On Thursday night, I spent three hours in Middletown, an “ordinary place” in an “ordinary time.” Built on the ruins of two other towns, it claims a main street called Main Street, its own public library and a handful of questionable Native American legends. The citizens of Middletown are talkative, endearingly awkward and friendly enough. They tell me that I’m welcome here, along with the “breathing”, the “beautiful” and the “blue.” But the thought of belonging within Middletown’s quaint, white picket fences — initially, I’ll admit — sounded ridiculous to me.

Middletown, written by Will Eno, is centered on the story of Mrs. Mary Swanson (Marina Horiates ’15), who moves to Middletown with her absent husband and the dream of starting of a family. As director Kyle Yoder ’15 promises us, it is a play filled with questions. Why do we get library cards? What was your first memory? What does it look like when someone falls down a black hole? Middletown’s population introduces itself through this sort of inquisitive small talk. It’s cute at first, and then a bit dull, and by intermission, it starts to feel eerie. And from the first moments of the play, the scenery has me on edge. Why, if these people spend their time planting trees and reading about gravity and eating sandwiches with near-strangers, are their pristine houses and fences and mailboxes bathed in shadows? While the cast of Middletown welcomes me again and again, I can’t help but fear that there is a threatening shift in tone waiting to drop.

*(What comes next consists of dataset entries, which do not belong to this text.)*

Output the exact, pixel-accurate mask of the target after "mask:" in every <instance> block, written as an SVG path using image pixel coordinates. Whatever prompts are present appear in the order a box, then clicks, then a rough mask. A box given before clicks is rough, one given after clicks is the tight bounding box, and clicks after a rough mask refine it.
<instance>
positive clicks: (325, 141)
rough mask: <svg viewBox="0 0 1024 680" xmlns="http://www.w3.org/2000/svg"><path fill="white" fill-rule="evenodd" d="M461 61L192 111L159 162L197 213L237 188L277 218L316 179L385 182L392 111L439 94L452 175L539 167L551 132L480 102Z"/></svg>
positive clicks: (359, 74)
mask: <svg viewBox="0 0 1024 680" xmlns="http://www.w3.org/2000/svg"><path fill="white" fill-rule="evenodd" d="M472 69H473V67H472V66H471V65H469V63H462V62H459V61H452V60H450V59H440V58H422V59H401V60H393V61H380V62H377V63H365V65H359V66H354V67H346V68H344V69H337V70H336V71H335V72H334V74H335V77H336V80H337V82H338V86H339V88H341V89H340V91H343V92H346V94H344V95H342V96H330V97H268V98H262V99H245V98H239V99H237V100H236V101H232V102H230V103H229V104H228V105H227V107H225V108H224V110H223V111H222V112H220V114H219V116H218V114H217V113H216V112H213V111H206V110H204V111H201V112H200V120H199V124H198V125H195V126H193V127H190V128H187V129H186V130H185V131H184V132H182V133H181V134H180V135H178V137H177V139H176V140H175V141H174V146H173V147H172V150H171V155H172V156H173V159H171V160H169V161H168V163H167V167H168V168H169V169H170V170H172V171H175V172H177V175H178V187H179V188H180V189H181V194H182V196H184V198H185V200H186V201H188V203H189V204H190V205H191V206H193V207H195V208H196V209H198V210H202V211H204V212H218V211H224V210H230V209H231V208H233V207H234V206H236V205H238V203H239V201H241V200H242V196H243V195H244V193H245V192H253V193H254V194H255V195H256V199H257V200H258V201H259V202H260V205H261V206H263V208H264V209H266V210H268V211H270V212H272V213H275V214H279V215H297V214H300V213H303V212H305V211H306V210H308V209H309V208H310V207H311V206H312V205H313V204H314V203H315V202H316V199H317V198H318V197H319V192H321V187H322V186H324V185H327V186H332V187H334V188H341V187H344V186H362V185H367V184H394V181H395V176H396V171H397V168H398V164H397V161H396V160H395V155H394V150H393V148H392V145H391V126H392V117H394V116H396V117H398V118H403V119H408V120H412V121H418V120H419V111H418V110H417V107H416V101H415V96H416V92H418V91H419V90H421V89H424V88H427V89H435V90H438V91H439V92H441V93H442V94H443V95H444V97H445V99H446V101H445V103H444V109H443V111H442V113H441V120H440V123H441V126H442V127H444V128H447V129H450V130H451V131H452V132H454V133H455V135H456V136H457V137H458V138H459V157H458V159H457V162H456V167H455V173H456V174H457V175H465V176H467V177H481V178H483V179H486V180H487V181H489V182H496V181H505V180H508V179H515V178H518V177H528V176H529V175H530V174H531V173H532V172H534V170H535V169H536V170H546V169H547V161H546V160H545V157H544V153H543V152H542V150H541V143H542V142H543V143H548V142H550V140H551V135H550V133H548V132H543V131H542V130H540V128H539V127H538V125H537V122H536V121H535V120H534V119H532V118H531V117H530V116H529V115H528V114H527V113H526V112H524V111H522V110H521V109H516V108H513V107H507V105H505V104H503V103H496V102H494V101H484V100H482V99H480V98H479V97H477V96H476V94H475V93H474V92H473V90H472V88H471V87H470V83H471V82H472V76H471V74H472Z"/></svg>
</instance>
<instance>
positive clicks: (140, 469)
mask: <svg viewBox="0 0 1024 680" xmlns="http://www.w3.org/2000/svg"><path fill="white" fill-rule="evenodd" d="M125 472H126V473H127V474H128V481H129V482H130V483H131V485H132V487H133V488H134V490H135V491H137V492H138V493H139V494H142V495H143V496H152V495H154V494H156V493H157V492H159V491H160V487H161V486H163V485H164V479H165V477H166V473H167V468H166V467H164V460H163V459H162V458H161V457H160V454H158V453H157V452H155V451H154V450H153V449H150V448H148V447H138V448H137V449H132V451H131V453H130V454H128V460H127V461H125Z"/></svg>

The locals blur the divide between audience and stage with genuine warmth. Performers step naturally out of Middletown to address the audience and share bits of their stories. Middletown’s librarian, played by Anya Richkind ’16, does this beautifully when she reads her town’s Native American legends, pausing to guide us by defining what it means for something to last for “many moons” or for a woman to be a “blushing mother.” These are the moments when I am most able to accept Middletown. Sometimes, Middletown’s citizens seem to be trying so hard to be normal that they lose credibility. I struggle to believe their small talk, wrought with nervous gestures and wandering silences and verbal fillers.

The more that Middletown attempts to embrace me, the more unsettled I feel. Middletown seems determined to suck me into its community, but I dig in my heels. I lose interest in its questions and start to ask my own. Could I really belong here in Middletown? I don’t want to belong. I want to believe that life at Yale has made me worldly, that my life is meaningful, that I am anywhere else but in the middle. And that’s when I start to wonder why the prospect of belonging to Middletown bothered me so much, and how, if I rejected this town, did it manage to make me cry?

Middletown is not about library cards or black holes or memories, as the program seems to suggest. It’s not about sandwiches or legends or those white picket fences. If Middletown were really about answering those simpler questions, we could choose not to belong. Instead, Middletown is a play about fear, loneliness and love. It gives us permission to admit the things that scare us, and reassures us that we are never as lost as we think we are. And above everything else, it’s a play about love, a force stronger than the gravity that grounds us, even in the middle.

You can visit Middletown for yourself this weekend, and experience the warmth of its welcome. You’ll hear lots of questions, which Middletown promises, and maybe some answers, which it doesn’t. But more importantly, Middletown will force you to ask your own questions, those you will be struggling to answer long after the last round of applause dies away.